うつ病になって情けないと感じてしまう

うつ病になって何もできないことを「情けない」と思っていませんか?


うつ病の回復には、月単位、年単位の時間がかかります。長く患っていると、やりたいことができないことを「情けないな」と感じることはないでしょうか。


例えば、「メールの返信ができない」、「服が片づけられず山のように積もっている」、「役所への大切な書類をいつまでも提出できない」、といったように、やりたいのにいつまでもやらない自分を責めてしまうのです。


それが高じると、「何もできないダメ人間」、「生きる価値がない」とどんどん自分を責め続けてしまいます。このように落ち込んでしまう時にはどのようにしたら良いのでしょうか?


そもそも、「情けない」と思ってしまうのは、「今の自分は病気でなく、努力をしないでいるだけ」という誤解があります。そのために、努力できないこと、頑張れないことを悔しく感じていて、「情けない」と自分を責めてしまうのです。


ですから、うつ病とは何なのか、その正体を正確に理解することで、「情けない」を減らすことができます。

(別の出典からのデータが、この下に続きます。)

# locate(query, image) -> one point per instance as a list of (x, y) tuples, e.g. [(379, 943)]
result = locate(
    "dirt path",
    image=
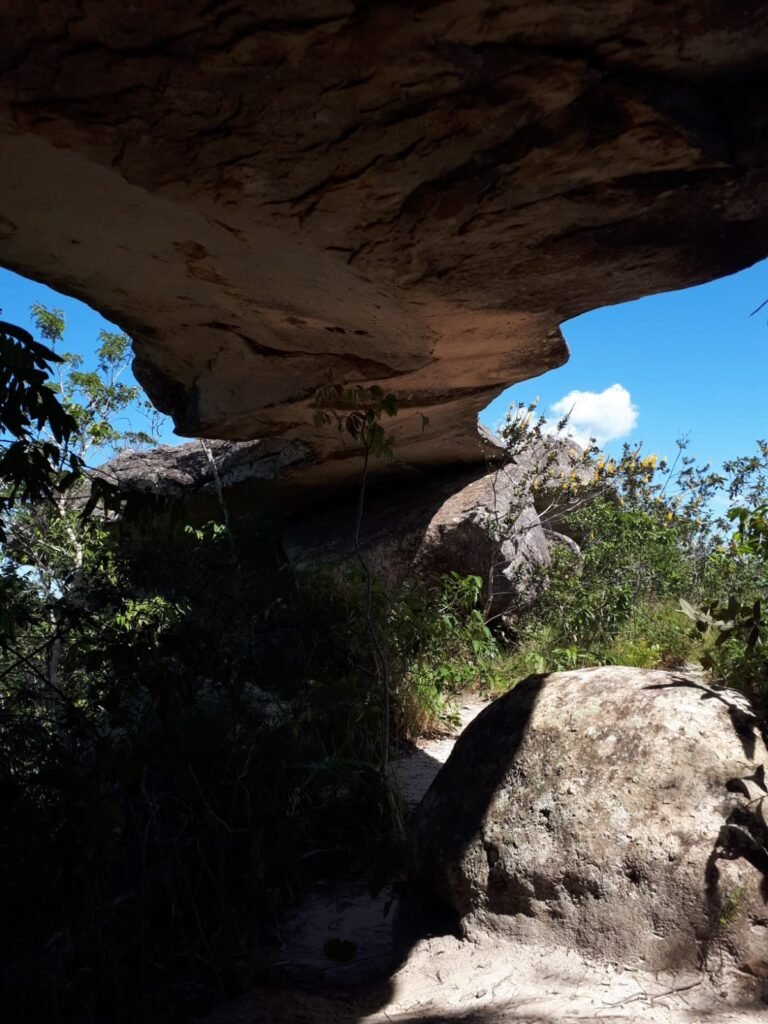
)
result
[(415, 769), (445, 980)]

そこで今回は、うつ病になって「情けない」と感じる人は、どのようにうつ病を捉え、それと向き合ったら良いのかを説明しましょう。





1 うつ病は努力できなくなる病気

うつ病は脳の働きが低下している病気です。症状は気分の落ち込みだけでなく、物事への興味や関心がなくなり、気力もなくなります。その上、倦怠感などの体の症状も現れます。

その結果起こることは、以前できていたことができなくなるということです。「努力できない」、「頑張れない」はうつ病の症状なのです。そういう病気だから、できなくて当たり前です。「情けない」と感じたら、「病気なんだから仕方ない」と開き直りましょう。 





2 生きることだけで精一杯

何もできなくなる病気ですから、生きているだけで精一杯です。家族も同僚も働いているのに、自分は何もできません。

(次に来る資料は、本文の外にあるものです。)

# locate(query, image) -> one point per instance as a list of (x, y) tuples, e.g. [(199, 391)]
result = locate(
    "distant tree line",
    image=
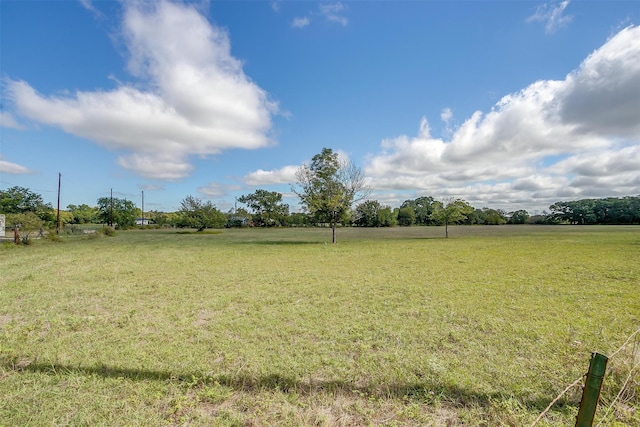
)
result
[(327, 203)]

しかし、そもそも療養中ですから、元気な人と比べることはやめましょう。人は人、私は私です。「私はうつ病と格闘中、生きるだけで精一杯」で良いと思います。怠けているのではありません。



3 うつ病は誰でもなる

最近の研究では、うつ病は誰でもなる病気であることが分かりました。特定の性格の傾向や心が弱いからなったのではありません。うつ病は高血圧などの体の病気と同じで、特別な病気ではありません。


精神科に通うことが恥ずかしいという人がいますが、時代遅れの考え方です。現在、うつ病で通院中の日本人は100万人を超えています。精神科に通うことは特別なことではありません。





4 私のせいで病気になったのではない


自分を責め始めると、「何でこんな病気になったのかな」と考えることもあります。中には、「何か間違ったことをした罰なのかな」という考えに落ち込む人もいるでしょう。


うつ病とは、無理や我慢をし過ぎて心が傷つき、同時に脳の働きが弱ってしまった状態です。そもそも、今の世の中、無理や我慢をしないで生きて行くことはできません。頑張り過ぎ、我慢のし過ぎは仕方なかったことなのかと思います。ですから、自分のせいでうつ病になったのではありません。



5 肩書は気にしない

世の中には、やたらと肩書を自慢する人がいます。「有名大学を出た」、「資格を持っている」、「表彰されたことがある」、「どこそこに所属している」など、聞いていて気持ちの良いことではありません。私たちは、肩書で人の価値が決まるのではないことを知っているからです。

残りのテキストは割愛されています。